Auch Mustafa Mohammed aus Erbil hat sich ein besseres Leben in Deutschland erhofft. Acht Monate blieb er, aber gefunden hat er dieses Leben nicht. Er habe weder arbeiten noch eine Ausbildung absolvieren dürfen in der Bundesrepublik, sagt der 19-Jährige heute. „Ich war noch jung, ein Kind.“ Seit Februar ist er wieder bei seiner Familie in Kurdistan. Mit Unterstützung einer Hilfsorganisation arbeitet er nun in einer Bäckerei.

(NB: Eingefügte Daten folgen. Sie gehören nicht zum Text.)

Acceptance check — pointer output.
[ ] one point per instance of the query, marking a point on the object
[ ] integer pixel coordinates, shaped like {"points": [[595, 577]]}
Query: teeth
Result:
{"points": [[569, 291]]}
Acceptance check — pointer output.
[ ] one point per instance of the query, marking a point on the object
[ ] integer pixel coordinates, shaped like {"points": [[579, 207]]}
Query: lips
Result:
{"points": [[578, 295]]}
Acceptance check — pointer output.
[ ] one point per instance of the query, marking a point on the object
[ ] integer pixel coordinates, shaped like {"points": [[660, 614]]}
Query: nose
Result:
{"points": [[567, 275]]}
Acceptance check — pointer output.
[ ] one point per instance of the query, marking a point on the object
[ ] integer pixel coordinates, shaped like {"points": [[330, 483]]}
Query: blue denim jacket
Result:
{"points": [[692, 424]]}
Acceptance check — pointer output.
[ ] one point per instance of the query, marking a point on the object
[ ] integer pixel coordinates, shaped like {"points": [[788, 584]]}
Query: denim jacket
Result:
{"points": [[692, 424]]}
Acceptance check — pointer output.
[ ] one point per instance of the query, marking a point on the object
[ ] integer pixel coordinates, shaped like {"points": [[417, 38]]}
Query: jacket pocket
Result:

Nach Deutschland will er erstmal nicht mehr. „Vielleicht in ein paar Jahren mal, um Urlaub zu machen.“

Marshallplan für die Dritte Welt

Minister Müller möchte das Rückkehrerprogramm „Perspektive Heimat“ aufstocken, vor allem Afrika sei auf Dauer eine „große und langfristige Herausforderung“. Der „Marshallplan mit Afrika“ sei das Konzept der Bundesregierung, um die Wirtschaft auf dem Kontinent zu fördern. Insgesamt drängt er für den Entwicklungsetat 2018 auf Verstärkungsmittel von rund einer Milliarde Euro. Einer Kürzung der Entwicklungshilfe für Länder, die keine Flüchtlinge zurücknehmen wollen, die in Deutschland straffällig wurden, sieht Müller freilich skeptisch. Klar sei, „Kriminelle müssen zurückgeführt werden“. Aber eine Streichung von Geldern treffe „ja gerade die Ausbildungs- und Jobprogramme, die eine Rückkehr fördern“.

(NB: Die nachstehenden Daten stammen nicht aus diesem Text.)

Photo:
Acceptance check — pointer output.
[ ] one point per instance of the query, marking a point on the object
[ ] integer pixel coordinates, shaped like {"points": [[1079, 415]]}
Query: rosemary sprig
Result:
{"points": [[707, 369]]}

Nach dem dreijährigen Kampf gegen die Terrormiliz „Islamischer Staat“ (IS) sind große Teile der Infrastruktur des Iraks zerstört. Das Land liegt in Trümmern. Für den Wiederaufbau werden nach Angaben der Weltbank mehr als 70 Milliarden Euro benötigt. Deutschland ist zweitgrößter Geldgeber für den Irak und hat dem Land für dieses Jahr 350 Millionen Euro Hilfe zugesagt. Das Geld soll überwiegend an Projekte zur Nothilfe und zum Wiederaufbau der Infrastruktur fließen. Nach Angaben des Entwicklungsministeriums handelt es sich um direkte Hilfen, die nicht an die irakische Regierung gehen.

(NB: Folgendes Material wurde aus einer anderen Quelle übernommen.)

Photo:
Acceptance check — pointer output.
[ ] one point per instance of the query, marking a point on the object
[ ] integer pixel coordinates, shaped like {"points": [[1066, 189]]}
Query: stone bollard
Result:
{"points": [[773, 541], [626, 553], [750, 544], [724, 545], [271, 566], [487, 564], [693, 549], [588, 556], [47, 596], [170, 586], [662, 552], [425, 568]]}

Die Flüchtlingskrise hat die Entwicklungspolitik in eine ganz neue Dimension gerückt.

Gerd Müller

Eigentlich ist der Irak mit seinen riesigen Ölvorräten ein reiches Land. „Dennoch braucht das Land unsere Unterstützung“, sagte Müller. Denn der niedrige Ölpreis und die weit verbreitete Korruption im Irak stehen einem schnellen Wiederaufbau im Weg. Durch den Niedergang des IS brechen zudem innerstaatliche Konflikte und alte Wunden wieder auf.

Mangelnder Zusammenhalt

Vor einer Konferenz der Europäischen Union und der Vereinten Nationen über die Zukunft Syriens in dieser Woche klingt Müller freilich desillusioniert, was die Solidarität der internationalen Staatengemeinschaft betrifft. „Solche Konferenzen laufen immer nach einem Schema ab: 100 Länder machen Hilfszusagen, und am Ende geben sechs Länder – darunter Deutschland – rund 90 Prozent der Gelder“, erklärte er in der Welt.